Мать бранила Гаррика за излишнюю задумчивость. Гейра, когда он не сразу отзывался, не ругалась, переспрашивала — видела, что мыслями он ушел куда-то очень далеко.
— Принес? — не первый раз, но спокойно, пусть и недоверчиво, уточнила Гейра, возвращая его в настоящее.
— Зря ты во мне сомневаешься!
Гаррик приосанился, значительно поглядел на Гейру, чем вызвал почему-то только ещё одну улыбку, а ямочки и кудряшки словно задались целью свести его с ума. Быстро потряс головой, чтобы не погрузиться опять слишком глубоко. Вложил в протянутую ладонь три желтых шарика, потеплевшие от его рук.
— Винир кого хочешь убьет за это, — сказала Гейра, завороженно разглядывая запретные плоды ратуши и целого города, которые предполагалось попросту употребить в пищу. Впрочем, без особой опаски. — На кухне сказывали, он каждый пересчитывает и знает в лицо! А те, что упали, — таинственно прошептала, как будто рассказывала страшилку, — подбирает, сушит и хранит в большом сундуке, том, что слева от входа.
Гейра замолчала и неосознанно прижалась к Гаррику боком, как в поисках поддержки или защиты. Её явно пугали столь бережно хранимые мандаринчики.
— Там прощения, — ответил Гаррик со знающим видом, уверенно и разумно, хотя аккуратно Гейру все равно приобняв. Та вскинула глаза, смутилась, но выворачиваться не стала. — Не стоит верить всему, о чем болтают на твоей кухне!
Он прищурился, поддразнивая младшую кухарку, на что Гейра толкнула его упругим боком, отошла на полшага, небрежно поправила кудряшки, стараясь отвлечься.
— Да, на моей! — теперь Гейра выглядела очень довольной. Подбросила в руке бесценные плоды, притопнула ногой, тряхнула головой, снова рассыпая по плечам кудряшки. — И запеканку для Ингрид я сделаю тоже на моей кухне!
Потом, крутанувшись, оказалась совсем рядом и поцеловала Гаррика.

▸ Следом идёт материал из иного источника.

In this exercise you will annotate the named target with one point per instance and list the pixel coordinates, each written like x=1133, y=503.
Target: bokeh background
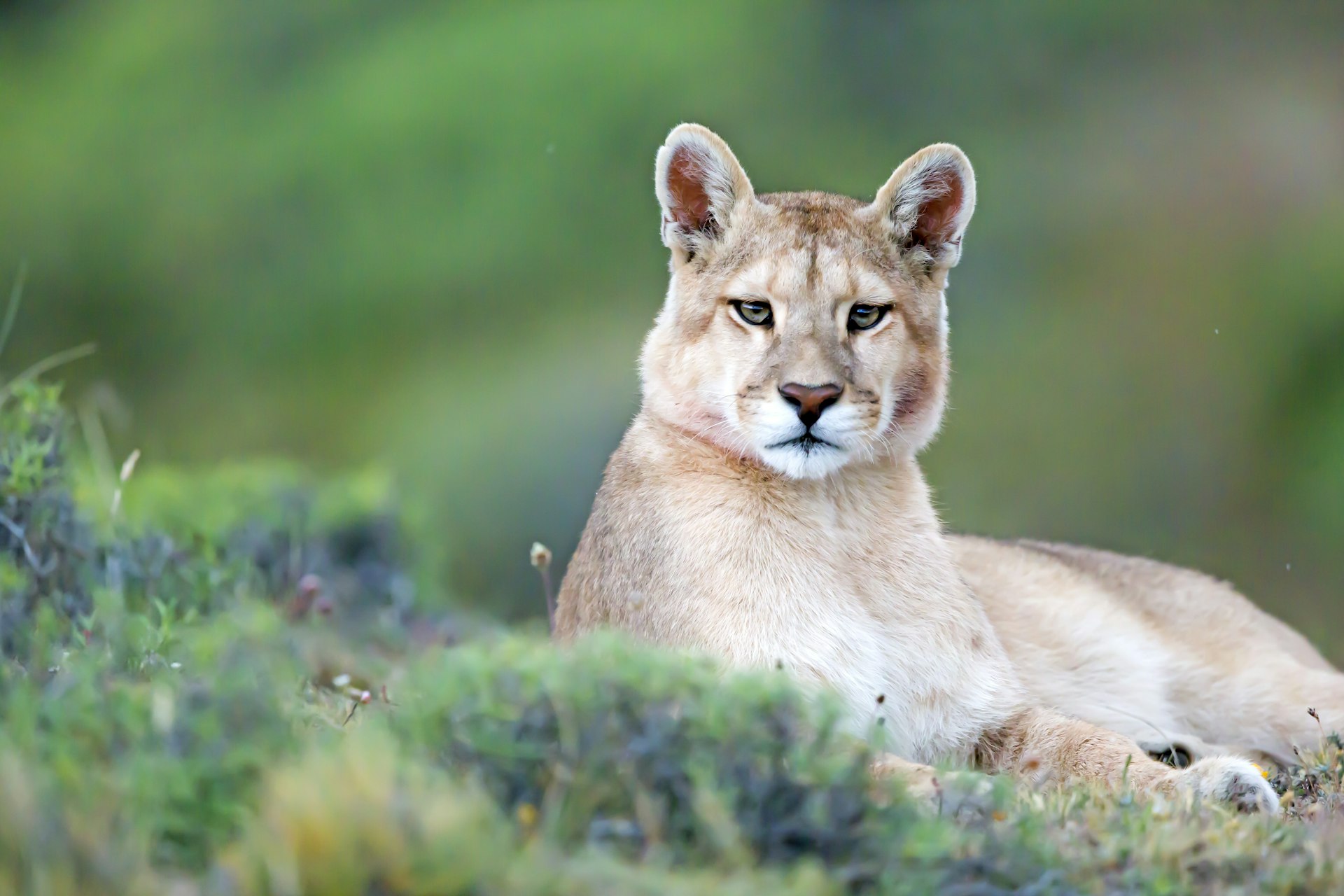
x=424, y=235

— Теперь мне доверяют еще и рыбу! — волнующий шепот почти перед лицом делал смысл слов очень туманным, особенно сразу после поцелуя, но Гаррик восторженно закивал, ничего плохого таким тоном сказать невозможно. — Знаешь, какая у нас строгая главная кухарка! А меня — хвалит!

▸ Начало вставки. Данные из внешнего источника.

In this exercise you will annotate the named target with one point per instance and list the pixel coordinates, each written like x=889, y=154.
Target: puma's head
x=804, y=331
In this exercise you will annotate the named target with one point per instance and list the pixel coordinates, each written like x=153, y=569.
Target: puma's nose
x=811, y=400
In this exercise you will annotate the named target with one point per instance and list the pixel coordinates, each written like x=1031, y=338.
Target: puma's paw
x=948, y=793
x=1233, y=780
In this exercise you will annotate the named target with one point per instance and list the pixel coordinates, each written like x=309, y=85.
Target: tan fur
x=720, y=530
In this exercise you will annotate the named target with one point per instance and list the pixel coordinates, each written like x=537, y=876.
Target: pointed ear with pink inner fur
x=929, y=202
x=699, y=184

В глазах Гейры снова странным образом сочетались ясность и темнота, сводя бывшего стражника с ума совершенно точно…
Месяц, а то и два, до следующего выходного Гейры, он ждать не мог, и младшая кухарка, воспользовавшись перерывом, опять выскочила к нему из ратуши, как неделю назад. Тогда она послушала новости о работе, а потом пожаловалась, что Ингрид совсем ничего не ест. Перестала что-либо заказывать, а на принесенный со словами «просто осталось» пирог посмотрела, поблагодарила, под пристальным взглядом Гейры откусила, но так и не доела.
— Сухариками перебивается. Одни глаза остались! — Гейра всплеснула руками, фартук хлопнул и в воздухе заклубилось мучное облачко. Гейра сердито развеяла его ладонью. — Ну не силой же в нее еду запихивать!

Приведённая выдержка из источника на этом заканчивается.